7.Cyber Security Innovation Vouchers are available via the government’s innovation agency, Innovate UK (formerly the Technology Strategy Board).
8.Free online information security training for SMEs is available.
9.Cyber Essentials is a new government-backed and industry supported scheme to guide businesses in protecting themselves against cyber threats. Cyber Essentials sets out 5 key technical controls in free-to-download documents which any organisation can use. A Cyber Essentials badge to demonstrate companies meet government and industry endorsed criteria is available via an affordable assessment process.

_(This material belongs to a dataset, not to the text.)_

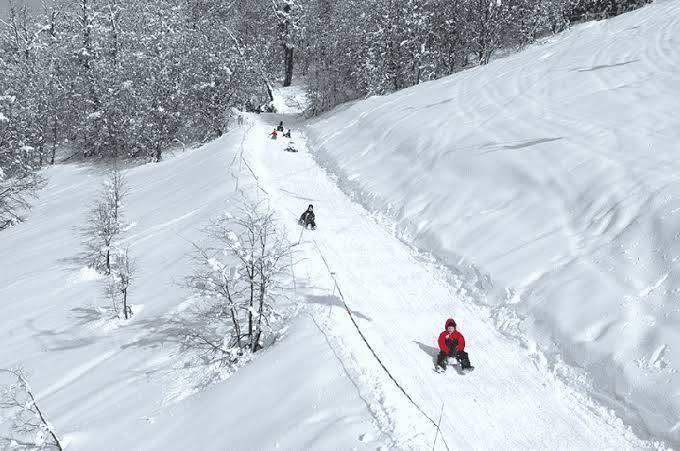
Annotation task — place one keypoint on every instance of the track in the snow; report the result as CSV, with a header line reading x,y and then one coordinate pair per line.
x,y
400,304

10.More information about the Information Security Breaches Survey conducted by PwC on behalf of the Department for Business, Innovation and Skills and in association with Infosecurity Europe, 2014 is available from PwC’s website.
11.Research among consumers and business buyers of small and medium goods and services, performed by OnePoll (2,000 UK consumers) and Coleman Parkes Ltd (procurement managers at 150 large UK businesses with more than 500 employees) for Consolidated PR on behalf of the Home Office, December 2013.
12.The UK Cyber Security Strategy (November 2011) sets out how the UK will support economic prosperity, protect national security and safeguard the public’s way of life by building a more trusted and resilient digital environment. The National Cyber Security Programme (NCSP) within the Cabinet Office coordinates and funds work undertaken by government departments to implement the UK Cyber Security Strategy. Information on progress against the strategy and achievements of the National Cyber Security Programme can be found at Keeping the UK safe in cyber space.